Moral distress is ‘pervasive’ in radiology, with 4 primary causes
Moral distress is “pervasive” in radiology with four primary causes, according to new research published Monday.
This phenomenon has emerged as a key contributor to burnout in medicine, rising up the list of recognized factors, experts write in JACR. Moral distress describes when radiologists are unable to provide proper care to patients because of perceived constraints.
Priya Dave, MD, and co-authors analyzed how moral distress manifests across differing organizations, surveying 126 individuals at five academic institutions in five states. A “strong” association between high distress levels and one’s intent to leave a job “highlights its impact on workforce retention,” the authors contend.
“Causes of moral distress need to be accurately identified such that initiatives to prevent them can be successful,” Dave et al. wrote April 7. “This study aimed to investigate whether the most common causes of moral distress vary across different academic radiology departments.”
Researchers conducted the survey using the Moral Distress Scale-Revised for Health Care Professionals to gauge burnout severity among rads. They sent the survey to members of the Radiological Society of North America (RSNA) quality committee to be distributed to their departments. Moral distress levels appeared higher among radiologists working more than 60 hours per week, the authors noted.

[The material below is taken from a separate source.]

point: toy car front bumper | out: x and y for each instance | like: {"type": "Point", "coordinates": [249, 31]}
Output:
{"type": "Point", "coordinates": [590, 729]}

Across all five institutions, four main sources of moral distress bubbled to the surface. They included pressure to perform an unsafe number of studies (cited by 85% of respondents), high workloads impeding resident teaching (81%), lack of administrative support for patient care issues (81%), and pressure to conduct unnecessary imaging (88%). Higher moral distress correlated “significantly” with turnover intentions or past job changes, the survey found. The average percentage of radiologists who had left a job or intended to was 44% with a range of 26% to 84%.
The authors underlined leadership’s crucial role in mitigating moral distress. A survey at lead author Dave’s institution, the Mayo Clinic, found that management styles which correlated with wellness sought to “inform, engage, inspire, develop and recognize.” Follow-up analyses unearthed the importance of three main principles—“care about people always,” “cultivate individual and team relationships,” and “inspire change.”
“Particular emphasis has to be placed on leadership listening to problems experienced at the frontlines and actually addressing them,” the authors advised. “Such leadership styles foster a greater sense of clinician autonomy and control, and as such are positively associated with wellness,” they added later. “These leadership behaviors are particularly embodied in servant leadership which has been proven successful in addressing burnout.”
Leadership education on moral distress is one possible remedy, along with ethics training in radiology, previous studies have deduced. Open-ended responses to this latest JACR survey revealed other possible remedies. These include improved staffing and resources, reasonable workload expectations, improved workflow and efficiencies, fair compensation and benefits, fostering collegiality and community, transparent and supportive leadership, and raising awareness about moral distress.
“Future research could show the success of these countermeasures,” the authors added.